If you tell wget to act recursively with `wget --recursive https://www.example.com` to crawl that website, then wget will fetch `https://www.example.com`, look for links on the page, then if it finds any links to other pages, it will fetch `https://www.example.com/robots.txt` to check if it is permitted to fetch any subsequent links.

This is the difference between fetching a web page and crawling a website. Perplexity is following the very well established norms here.


Its fairly logical to assume that robots.txt governs robots (empahsis in "bots") not just crawlers, if they are only intended to block crawlers why aren't they called crawlers.txt instead and remove all ambiguity?
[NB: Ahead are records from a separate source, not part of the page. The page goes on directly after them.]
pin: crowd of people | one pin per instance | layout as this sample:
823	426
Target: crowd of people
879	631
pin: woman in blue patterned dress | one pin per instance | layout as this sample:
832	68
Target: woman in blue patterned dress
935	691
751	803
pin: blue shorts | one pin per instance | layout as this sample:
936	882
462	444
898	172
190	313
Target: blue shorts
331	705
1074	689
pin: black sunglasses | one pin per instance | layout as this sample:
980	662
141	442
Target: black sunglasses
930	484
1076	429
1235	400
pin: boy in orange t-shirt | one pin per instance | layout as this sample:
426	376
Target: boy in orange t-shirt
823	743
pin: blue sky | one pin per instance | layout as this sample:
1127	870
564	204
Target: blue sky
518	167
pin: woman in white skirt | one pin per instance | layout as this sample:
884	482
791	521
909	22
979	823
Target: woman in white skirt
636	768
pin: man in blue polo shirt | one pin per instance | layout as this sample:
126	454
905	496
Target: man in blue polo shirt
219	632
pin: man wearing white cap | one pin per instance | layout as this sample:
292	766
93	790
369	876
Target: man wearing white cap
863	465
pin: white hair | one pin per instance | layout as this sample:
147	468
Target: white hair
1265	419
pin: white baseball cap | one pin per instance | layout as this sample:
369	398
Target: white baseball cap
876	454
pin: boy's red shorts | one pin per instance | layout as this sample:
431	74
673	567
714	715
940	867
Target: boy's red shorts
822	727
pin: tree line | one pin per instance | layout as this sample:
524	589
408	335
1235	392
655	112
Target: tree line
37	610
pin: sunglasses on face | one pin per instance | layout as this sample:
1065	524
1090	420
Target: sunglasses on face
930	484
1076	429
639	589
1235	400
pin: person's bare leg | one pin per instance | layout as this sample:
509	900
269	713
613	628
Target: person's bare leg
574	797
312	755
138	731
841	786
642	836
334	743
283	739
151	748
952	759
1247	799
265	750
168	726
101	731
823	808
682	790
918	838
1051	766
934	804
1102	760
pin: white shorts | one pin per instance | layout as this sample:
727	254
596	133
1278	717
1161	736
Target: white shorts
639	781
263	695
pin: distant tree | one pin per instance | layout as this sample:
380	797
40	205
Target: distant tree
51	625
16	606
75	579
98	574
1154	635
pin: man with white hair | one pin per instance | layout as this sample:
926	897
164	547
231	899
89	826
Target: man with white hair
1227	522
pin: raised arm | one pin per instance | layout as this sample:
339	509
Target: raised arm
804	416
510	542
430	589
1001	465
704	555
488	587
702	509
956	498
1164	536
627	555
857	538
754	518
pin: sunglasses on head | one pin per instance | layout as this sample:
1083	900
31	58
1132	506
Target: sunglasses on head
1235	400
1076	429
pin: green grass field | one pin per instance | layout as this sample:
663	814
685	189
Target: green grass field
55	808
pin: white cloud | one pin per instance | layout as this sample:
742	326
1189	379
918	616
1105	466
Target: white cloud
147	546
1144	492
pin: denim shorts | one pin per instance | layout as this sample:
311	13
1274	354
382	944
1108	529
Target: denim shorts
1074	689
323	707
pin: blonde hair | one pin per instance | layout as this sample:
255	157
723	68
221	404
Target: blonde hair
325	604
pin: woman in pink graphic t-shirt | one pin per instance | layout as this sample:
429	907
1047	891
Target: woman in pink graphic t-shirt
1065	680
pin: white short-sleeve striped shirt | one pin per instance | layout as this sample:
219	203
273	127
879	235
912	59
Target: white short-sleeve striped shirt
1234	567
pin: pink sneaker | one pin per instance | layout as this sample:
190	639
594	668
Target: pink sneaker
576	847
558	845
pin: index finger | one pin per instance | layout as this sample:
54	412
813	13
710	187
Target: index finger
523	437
That's a historical question. At this time, most if not all the bots were either search engines or archival. The name was even "RobotsNotWanted.txt" at the beginning but made "robots.txt" for simplicity. To give another example, Internet Archive stopped respecting it a couple of years ago, and they discuss this point (crawlers vs other bots) here [1].

[1] https://blog.archive.org/2017/04/17/robots-txt-meant-for-sea...


You meant search bots and other bots? Internet Archive's bot is a crawler.

They showed no difference between search bots and archive bots. robots.txt was never for SEO alone. Sites exclude print versions so people see more ads and links to other pages. Sites exclude search pages to conserve resources. They said sites exclude large files for costs. And they can't think sites want sensitive areas like administrative pages archived.

Really Internet Archive stopped respecting robots.txt because they wanted to archive what sites didn't want them to archive. Many sites disallowed Internet Archive specifically. Many sites allowed specific bots. Many sites disallowed all bots and meant all bots. And hiding old snapshots when a new domain owner changed robots.txt was a self inflicted problem. robots.txt says what to crawl or not now. They knew all of this.


If it was uniquely an historical question then another text file to handle AI requests would exist by now, e.g. ai-bots.txt, but it hasn't and likely never will, they don't want to even have to pretend to comply with creator requests about forbidding (or not) the usage of their sites.


There's more than one way to define what a bot is.

You can make a request by typing the url in chrome, or by asking an AI tool to do so. Both start from user intent, both heavily rely on complicated software to work.

It's fairly logical to assume that bots don't have an intent and users do. It's not the only available interpretation though.


It’s not logical to assume anything about a standard merely from a 30-year-old filename when you can just read the documentation.

> WWW Robots (also called wanderers or spiders) are programs that traverse many pages in the World Wide Web by recursively retrieving linked pages.

http://www.robotstxt.org/orig.html


> Its fairly logical to assume that robots.txt governs robots (empahsis in "bots") not just crawlers

It's plenty logical. That doesn't make it correct.

> if they are only intended to block crawlers why aren't they called crawlers.txt instead and remove all ambiguity?

Ha. Ask HTTP Referer.

A million standards have quirks in them that we're stuck with.


It’s not retrieving a web page though is it? It’s retrieving the content then manipulating it. Perplexity isn’t a web browser.


> It’s retrieving the content then manipulating it. Perplexity isn’t a web browser.

So a browser with an ad-blocker that's removing / manipulating elements on the page isn't a browser? What about reader mode?


How a user views a page isn't the same as a startup scraping the internet wholesale for financial gain.


But it's not scraping, it's retrieving the page on request from the user.


> it's not scraping, it's retrieving the page on request from the user

Search engines already tried it. It’s not retrieving on request because the user didn’t request the page, they requested a bot find specific content on any page.


But it's not what happened here. It WAS retrieving on request.

> I went into Perplexity and asked "What's on this page rknight.me/PerplexityBot?". Immediately I could see the log and just like Lewis, the user agent didn't include their custom user agent


That was to test the user-agent hiding. The broader problem—Perplexity laundering attribution—is where the scraping vs retrieval question comes into play.


Well the example in the post doesn't show any laundering. Do you have an example of it?

Unless you mean the entire concept of training launders attribution, but that's basically unrelated to this post and the complaints inside it.


In this case you are 100% correct, but I think it’s reasonable to assume that the “read me this web page” use case constitutes a small minority of perplexity’s fetches. I find it useful because of the attribution - more so its references - which I almost always navigate to because its summaries are frequently crap.


That's not how it works in this case. The author asked the AI for information about a specific page.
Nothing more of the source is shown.